Dans ce vaste espace de quelque 750 hectares, des solutions innovantes et durables sont déployées pour garantir une disponibilité permanente de l’eau, alimenter diverses activités, garantir la sécurité alimentaire et préserver les écosystèmes.
Le site de la Société agro piscicole (SAP) de la Mé, à Adzopé dans le village d’Ahkoi (Sud-Est), en Côte d’Ivoire est un havre de verdure où cohabitent forêts et étangs poissonneux qui s’étendent sur 750 hectares. Depuis 1993, une méthode de gestion durable de l’eau y est mise en œuvre. Le directeur de la SAP de la Mé, l’Abbe Barnabé Bakary, explique qu’en amont, de grands barrages artificiels recueillent, pendant la saison des pluies, les eaux qui ruissellent. « Peut-être que 5% de l’eau vienne seulement d’une rivière », indique-t-il.
Pour M. Barnabé, cette technique a permis aux villages environnants du site, de se ravitailler à 30 mètres de profondeur de la nappe phréatique, alors qu’avant, il fallait atteindre 50 mètres pour trouver le liquide précieux.
Eaux non polluées
Le premier barrage du site ne tarit guère, note M. Barnabé. Et les eaux ne sont pas polluées par l’orpaillage clandestin comme par le passé. Dr Youssouf Diarra, cadre chercheur à la SAP, a souligné que la préservation du site montre concrètement aux populations qu’elles peuvent faire du développement durable à tous les niveaux, préserver l’écosystème.
Il a indiqué que la pluviométrie est relativement bonne, mais que depuis quelques années, il y a des saisons sèches beaucoup plus longues. « Il pleut pratiquement 8 mois par an, mais cette année, nous sommes dans le doute. Nous sommes obligés d’exploiter judicieusement l’eau, parce que ces deux dernières années, les prévisions ont été faussées », déplore-t-il.

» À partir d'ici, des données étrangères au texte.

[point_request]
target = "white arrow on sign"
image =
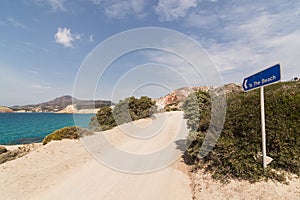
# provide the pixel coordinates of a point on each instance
(245, 84)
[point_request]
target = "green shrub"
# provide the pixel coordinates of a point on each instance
(103, 120)
(232, 156)
(71, 132)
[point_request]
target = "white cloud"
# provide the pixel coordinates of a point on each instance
(170, 10)
(15, 23)
(41, 87)
(244, 37)
(65, 37)
(119, 9)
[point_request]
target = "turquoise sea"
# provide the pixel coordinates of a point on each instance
(23, 128)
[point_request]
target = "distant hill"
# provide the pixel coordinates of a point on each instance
(4, 109)
(60, 103)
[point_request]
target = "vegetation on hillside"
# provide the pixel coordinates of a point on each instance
(126, 110)
(70, 132)
(233, 154)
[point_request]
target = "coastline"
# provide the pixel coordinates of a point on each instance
(65, 169)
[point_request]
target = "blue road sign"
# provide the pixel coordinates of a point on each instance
(265, 77)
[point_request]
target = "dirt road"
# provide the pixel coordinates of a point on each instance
(139, 160)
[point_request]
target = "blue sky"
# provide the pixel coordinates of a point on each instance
(43, 43)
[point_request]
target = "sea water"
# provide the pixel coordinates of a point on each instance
(23, 128)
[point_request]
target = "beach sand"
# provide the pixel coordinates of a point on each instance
(65, 170)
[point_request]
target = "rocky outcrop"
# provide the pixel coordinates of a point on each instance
(64, 104)
(4, 109)
(173, 101)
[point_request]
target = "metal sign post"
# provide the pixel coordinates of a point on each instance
(259, 80)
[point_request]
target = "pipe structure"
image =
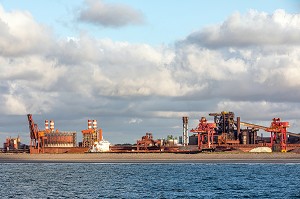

Avec les changements climatiques, Dr Diarra a noté que le taux de survie des arbres plantés est actuellement moindre et cela s’explique par la rareté des pluies et la hausse des températures. Il regrette le fait que la forêt ne soit pas épargnée des actions anthropiques car, malgré la surveillance, des individus malintentionnés font des incursions pour l’abattage de certains arbres précieux.
Sécurité alimentaire
En plus de la protection de l’environnement, il y a la pratique de la pisciculture qui s’étend sur environ 80 hectares. Une pisciculture assez spéciale, selon le directeur du centre, Barnabé Bakary. Il indique qu’il était possible de produire du poisson toute l’année, sans être obligé de détourner des cours d’eau, dans le cas d’une gestion durable en eau.
Huit étangs fonctionnels servent à la pisciculture et en fonction des besoins, les techniciens disent alterner de barrage, sur lequel l’eau est tirée, pour ne pas épuiser un seul barrage. Avec cette technique de rétention d’eau, ils affirment qu’ils n’ont jamais été confrontés à des assèchements de bassins. « Nous prenons toutes nos précautions, à moins que nous décidions de vider un barrage pour des entretiens à l’intérieur », confie Dr Diarra.
Risques de sécheresse
De ces étangs, ce sont huit tonnes de Tilapia qui sont produites par mois, sans interruption avec un cycle plus long, calqué sur une méthode naturelle qui consiste à nourrir les poissons de produits énergétiques, à base de sous-produits agricoles. Cette pisciculture de l’avis du père Barnabé, est basée sur la gestion durable de l’eau.
Sur le site de la SAP de la Mé, l’eau coule pour le moment à flot, au bonheur de la faune et de la flore. Cependant, Dr Diarra fait savoir qu’il y a des risques que cette végétation dont la société prend bien soin, puisse disparaitre si les périodes de sécheresse s’allongent.
« Présentement, nous menons nos activités toute l’année sans aucune difficulté, grâce aux retenues d’eau. Mais s’il arrivait que nous manquions d’eau dans nos barrages, nous serons obligés de mener des activités saisonnières, libérer notre personnel et réagir moins sur le marché en termes de quantité et de qualité », prévient-t-il.
Pour une gestion durable en eau, Dr Diarra a signifié que ce système de stockage, peut être aussi appliqué dans d’autres zones, à condition que des initiateurs se forment et fassent preuve de discipline dans la gestion de l’eau. Il a cependant expliqué que les zones sahéliennes ne sont pas favorables à ce type de pratiques en raison d’une part de la rareté des pluies, mais également des fortes températures qui ne permettent pas de conserver l’eau des bassins en raison des fortes évaporations.
ARD/ac/APA
* Ce portrait a été produit au cours de l’atelier de formation de journalistes francophones sur « la désertification et la gestion durable des terres », du 02 au 06 septembre à Abidjan.